Sketches for the Boulevard Mall in Amherst, New York.

Boulevard Mall in Amherst, New York

But that all-or-nothing proposition is a false choice. A municipality can start by taking some simple steps that cost very little. An inspiring example comes from Amherst, New York, a large suburban municipality in the Buffalo region. I was part of a brief, one-and-a-half-day design session organized in partnership with the CNU New York chapter in Amherst in late 2018, when we looked at the Boulevard Mall site—which had already lost two of its four anchors.

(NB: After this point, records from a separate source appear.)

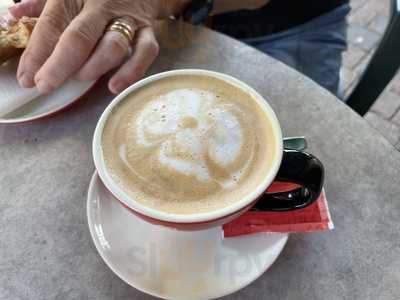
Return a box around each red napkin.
[223,182,333,238]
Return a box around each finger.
[75,28,135,81]
[34,10,109,93]
[9,0,46,19]
[17,0,75,88]
[109,27,159,94]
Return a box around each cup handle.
[252,149,325,211]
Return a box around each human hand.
[9,0,184,94]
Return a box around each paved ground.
[345,0,400,150]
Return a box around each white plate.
[87,171,289,300]
[0,59,95,124]
[0,1,12,14]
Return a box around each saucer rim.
[87,171,289,300]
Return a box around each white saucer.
[0,59,95,124]
[87,172,289,300]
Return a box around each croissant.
[0,17,37,65]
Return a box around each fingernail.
[109,82,122,94]
[18,72,35,88]
[8,5,19,17]
[35,79,54,94]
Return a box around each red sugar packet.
[223,183,333,238]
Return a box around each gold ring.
[106,18,137,43]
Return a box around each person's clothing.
[211,0,350,39]
[211,3,350,98]
[239,4,350,98]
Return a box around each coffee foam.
[131,88,249,186]
[102,75,276,215]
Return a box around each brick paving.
[345,0,400,150]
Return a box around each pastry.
[0,17,36,65]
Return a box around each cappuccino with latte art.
[101,74,278,214]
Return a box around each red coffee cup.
[93,70,324,230]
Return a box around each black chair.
[346,0,400,116]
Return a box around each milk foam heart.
[101,75,277,215]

The team quickly sketched some ideas for how the site could be converted to a transit-served, mixed-use project (see plans above). 

Under the leadership of Township Supervisor Brian Kulpa, an architect, the design session set a new course for the Boulevard Mall. The township reported in June that it is working with a major developer, Douglas Jamal, on redeveloping the 63-acre site into an urban center, with changes possible as soon as 2021. 

Westminster and Amherst represent two approaches to redeveloping dead and dying malls. What do they have in common? Both municipalities saw the mall sites as opportunities to do something great. Leaders refused to take a passive approach, and instead took their future into their hands.

There is nothing wrong with having the mall reused as a warehouse or fulfillment center. Even in such a case, these sites have seas of parking that could be put to better use. Hundreds of malls are in trouble nationwide, and in most cases municipalities are doing nothing. Local leaders should engage in visionary planning for dead malls. The Barclays report offers a compelling reason why they should do so now.